Sull’argomento sono stati condotti molti studi, sia a livello europeo che nazionale, con un occhio di riguardo all’ambiente scolastico. Tra questi, solo per citare gli ultimi in ordine di tempo, il progetto europeo Sinphonie (Schools Indoor Pollution and Health: Observatory Network in Europe) che ha coinvolto 25 Paesi tra cui l’Italia e il programma nazionale Indoor School (2010-2013) finanziato dal ministero della Salute che ha realizzato un’indagine sull’esposizione di alunni e personale scolastico delle scuole primarie e secondarie di primo grado agli inquinanti interni. E i risultati non sono confortanti. “Si consideri – argomenta Cibella – che in molte scuole i livelli di formaldeide rilevati sono superiori ai valori soglia stabiliti dall’Oms e possono diventare pericolosi per la salute dei bambini”.

Accanto al biossido di azoto e alla formaldeide, considerati gli inquinanti principali, non va trascurato poi il fumo di sigaretta. Un fattore che contribuisce in maniera significativa all’inquinamento degli ambienti interni al punto da essere stato bandito ormai da tempo dai locali pubblici. A preoccupare, ora, non è più solo il fumo inalato direttamente (“di prima mano”) e quello passivo (“di seconda mano”), ma anche il cosiddetto “fumo di terza mano”, quello cioè che si respira nei luoghi in cui qualcuno ha fumato. I residui della combustione del tabacco infatti rimangono negli ambienti anche a distanza di tempo con conseguenza pericolose per la salute. 

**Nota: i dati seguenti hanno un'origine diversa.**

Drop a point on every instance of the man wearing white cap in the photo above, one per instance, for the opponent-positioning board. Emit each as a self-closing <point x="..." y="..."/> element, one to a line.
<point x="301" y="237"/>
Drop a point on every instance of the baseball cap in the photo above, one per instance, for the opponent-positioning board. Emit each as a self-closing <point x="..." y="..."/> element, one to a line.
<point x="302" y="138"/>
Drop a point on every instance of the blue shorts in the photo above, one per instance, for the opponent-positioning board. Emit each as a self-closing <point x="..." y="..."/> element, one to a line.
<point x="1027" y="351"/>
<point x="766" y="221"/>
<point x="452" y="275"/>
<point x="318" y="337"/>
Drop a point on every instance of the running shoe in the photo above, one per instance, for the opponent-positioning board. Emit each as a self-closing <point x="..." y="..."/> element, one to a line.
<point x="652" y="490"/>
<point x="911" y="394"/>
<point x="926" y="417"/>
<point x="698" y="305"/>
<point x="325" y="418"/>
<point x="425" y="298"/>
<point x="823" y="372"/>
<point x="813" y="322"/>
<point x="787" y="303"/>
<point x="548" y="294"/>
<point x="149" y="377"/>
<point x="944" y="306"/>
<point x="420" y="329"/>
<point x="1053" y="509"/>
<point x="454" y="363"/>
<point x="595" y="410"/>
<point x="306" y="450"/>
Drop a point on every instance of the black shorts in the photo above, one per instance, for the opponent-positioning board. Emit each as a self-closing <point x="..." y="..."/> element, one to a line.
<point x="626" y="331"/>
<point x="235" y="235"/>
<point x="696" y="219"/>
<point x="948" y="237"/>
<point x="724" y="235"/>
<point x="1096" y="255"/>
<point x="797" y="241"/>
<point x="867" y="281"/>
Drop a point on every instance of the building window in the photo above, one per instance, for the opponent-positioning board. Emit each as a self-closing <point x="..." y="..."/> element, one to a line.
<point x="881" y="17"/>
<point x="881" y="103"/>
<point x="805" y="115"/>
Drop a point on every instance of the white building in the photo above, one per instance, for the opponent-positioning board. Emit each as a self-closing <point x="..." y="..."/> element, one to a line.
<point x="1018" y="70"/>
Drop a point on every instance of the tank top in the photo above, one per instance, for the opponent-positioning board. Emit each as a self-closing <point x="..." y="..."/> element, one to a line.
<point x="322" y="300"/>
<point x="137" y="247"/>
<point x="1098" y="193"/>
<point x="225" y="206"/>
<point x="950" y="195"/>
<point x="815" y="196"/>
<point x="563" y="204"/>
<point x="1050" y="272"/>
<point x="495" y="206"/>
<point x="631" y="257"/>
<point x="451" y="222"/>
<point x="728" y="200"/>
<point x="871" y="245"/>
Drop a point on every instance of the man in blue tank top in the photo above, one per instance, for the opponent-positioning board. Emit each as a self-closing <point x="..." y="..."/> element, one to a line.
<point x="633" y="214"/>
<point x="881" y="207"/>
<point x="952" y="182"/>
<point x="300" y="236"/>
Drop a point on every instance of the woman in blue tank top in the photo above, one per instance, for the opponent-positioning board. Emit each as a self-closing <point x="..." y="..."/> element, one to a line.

Lo studioso sottolinea in conclusione che si deve distinguere tra inquinanti esterni e inquinanti tipicamente interni e che i primi possono sommarsi ai secondi. Se la ventilazione e il ricambio d’aria sono fondamentali per una buona qualità dell’aria in ambienti chiusi, il livello di inquinamento esterno potrebbe in realtà peggiorare la situazione anziché migliorarla. “Si tratta sostanzialmente di un problema di politica ambientale e urbana – conclude Cibella – Dato che risanare diventa un’ipotesi davvero costosa, la prima soluzione da adottare è in assoluto quella di garantire almeno una qualità dell’aria esterna migliore, sia che si tratti di scuole che di abitazioni”. Pensare a programmi di ricollocazione urbanistica degli istituti pubblici, ma anche delle abitazioni private, potrebbe essere un primo passo.